Диктор нудно освещал события последних суток. Я лежал в прострации, слушая его через слово. Вдруг мелькнули кадры, знакомые мне чем-то. Я прислушался. Диктор нудил: «За прошедшие сутки это была самая страшная авария в нашем городе. Внедорожник «Лэндровер» потерял управление и упал с моста, идущего через реку Дубравенка по проспекту Мира. В салоне обнаружены два тела. Оба — мужчины среднего возраста. Управлял машиной некто Ремезов Павел Павлович. Уроженец России, города
Тулы. Второй мужчина неизвестен. Документов при нём не обнаружено. Всех, кто узнал его на фото или может добавить какую-либо информацию к этому ДТП, просьба обратиться в дежурную часть». Мне стало нехорошо, в который уже раз за несколько дней. На меня с экрана смотрел Бес. Вот как жизнь распорядилась. Не придётся нам высматривать объявления на столбе. Больше он не организует ничего. Даже хата его сгорела. Об этом, кстати, тоже сказали, только чуть позже. На моё удивление, из особых обстоятельств было упомянуто только убийство собаки из огнестрельного оружия. Ни слова о двух громилах, которых Бес оставил в доме. Видимо, сгорели дотла. Предполагался поджог, и опять попросили помощи у тех, кто хоть что-нибудь видел или слышал.

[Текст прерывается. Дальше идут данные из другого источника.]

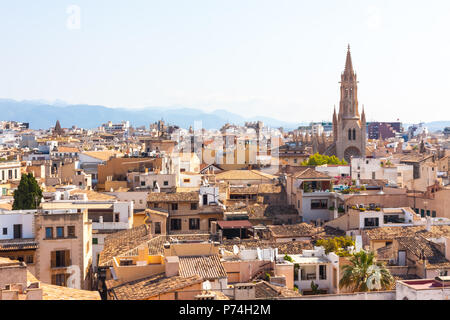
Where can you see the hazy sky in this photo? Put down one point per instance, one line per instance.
(281, 59)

Нет, они на меня намекают, что ли? Уж я-то смог бы следствию помочь, да. Но не буду. Всё кончено. Пора менять жизнь в лучшую сторону. Тут в прихожей завопил телефон. Меня так и сбросило с дивана. В трубке послышался голос тёти Марины, она сказала, что отец в порядке. Завтра переведут в психиатрическое отделение. Я спросил, не рехнулся ли он, но Марина сказала, что туда переводят всех суицидников. Я поблагодарил её и положил трубку. Телефон тут же снова зазвонил. На этот раз тётя Рая спешила меня успокоить. Я сказал ей, что Марина мне уже позвонила, вежливо отказался от помощи по дому, простился и положил трубку.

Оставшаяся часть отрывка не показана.